Don't look for your damned inspiration here!

Wednesday, April 12, 2006

Why am I blogging?

Why am I blogging when I've got 4 weeks worth of website work to do and 2 days to do it in? What's more, it's not phasing me for some reason? Hence the total waste of time sitting here blogging about things that no one will read anyway. Aint delusions grand? What's funny is that the website will probably be better for it, because it'll be simple & straightforward!

I went in for another fill yesterday. Yeah, I'm addicted to those. It's a lot like prozac for fat people. My new restriction level is 2.5, and I don't think it made one lick of difference. Of course, my fills tend to kick in a bit later. Physically speaking, it's impossible for restriction to kick in later, but that's what happens, nonetheless. The last week or so I've only been getting in like 850-950 calories/day. It's kind of a struggle to fit more in. Heck, maybe I could start having chocolate again - that'll up my caloric intake! But really, I've developed this sort of phobia toward food now. Even if I KNOW I NEED more calories, that right-brained part of me thinks that eating more will just end up on my stomach.

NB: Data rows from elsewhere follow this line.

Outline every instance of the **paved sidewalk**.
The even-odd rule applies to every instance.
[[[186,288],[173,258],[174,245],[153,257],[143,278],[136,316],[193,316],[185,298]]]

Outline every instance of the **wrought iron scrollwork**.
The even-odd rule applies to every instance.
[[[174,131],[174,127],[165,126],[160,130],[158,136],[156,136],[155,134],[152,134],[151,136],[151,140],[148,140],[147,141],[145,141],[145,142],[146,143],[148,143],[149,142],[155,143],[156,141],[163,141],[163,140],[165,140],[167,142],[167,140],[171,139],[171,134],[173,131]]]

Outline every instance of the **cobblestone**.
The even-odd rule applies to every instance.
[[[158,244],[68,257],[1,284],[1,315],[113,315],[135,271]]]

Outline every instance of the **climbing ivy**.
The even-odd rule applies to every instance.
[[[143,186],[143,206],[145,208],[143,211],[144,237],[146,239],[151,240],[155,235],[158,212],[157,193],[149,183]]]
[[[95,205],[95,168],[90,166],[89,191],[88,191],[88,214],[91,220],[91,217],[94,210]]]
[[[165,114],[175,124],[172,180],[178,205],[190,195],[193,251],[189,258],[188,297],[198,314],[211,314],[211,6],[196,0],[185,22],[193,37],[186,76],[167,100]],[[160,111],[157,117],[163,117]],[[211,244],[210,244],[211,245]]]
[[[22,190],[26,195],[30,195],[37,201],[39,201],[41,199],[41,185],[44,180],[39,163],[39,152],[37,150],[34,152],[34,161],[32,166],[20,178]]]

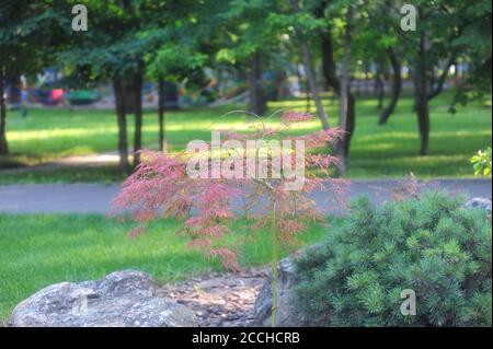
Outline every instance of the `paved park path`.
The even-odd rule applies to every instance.
[[[402,181],[353,181],[349,197],[368,194],[372,201],[389,199]],[[492,196],[491,179],[436,179],[425,183],[433,188],[463,191],[469,197]],[[0,186],[0,212],[9,213],[107,213],[118,193],[118,185],[43,184]],[[326,193],[314,193],[320,208],[333,211]]]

I know that if I don't up the calories, though, I'm going to end up burning muscle instead of fat and then it'll be even harder to lose weight. So I need to recommit myself to eating at least 1,200 calories/day. I don't NEED to be losing nearly 3 pounds a week. It's fun, yes, but it's not safe.

I'm below 250 now (245 to be exact), which makes my weight loss almost 60 pounds! The funny thing is that I don't feel like I look any different. I'm just a smaller version of the funny shape I was 60 pounds ago. Maybe I need to take another "after" picture to really appreciate it. Ok, that's what I'll do tonight and then post a pic update tomorrow!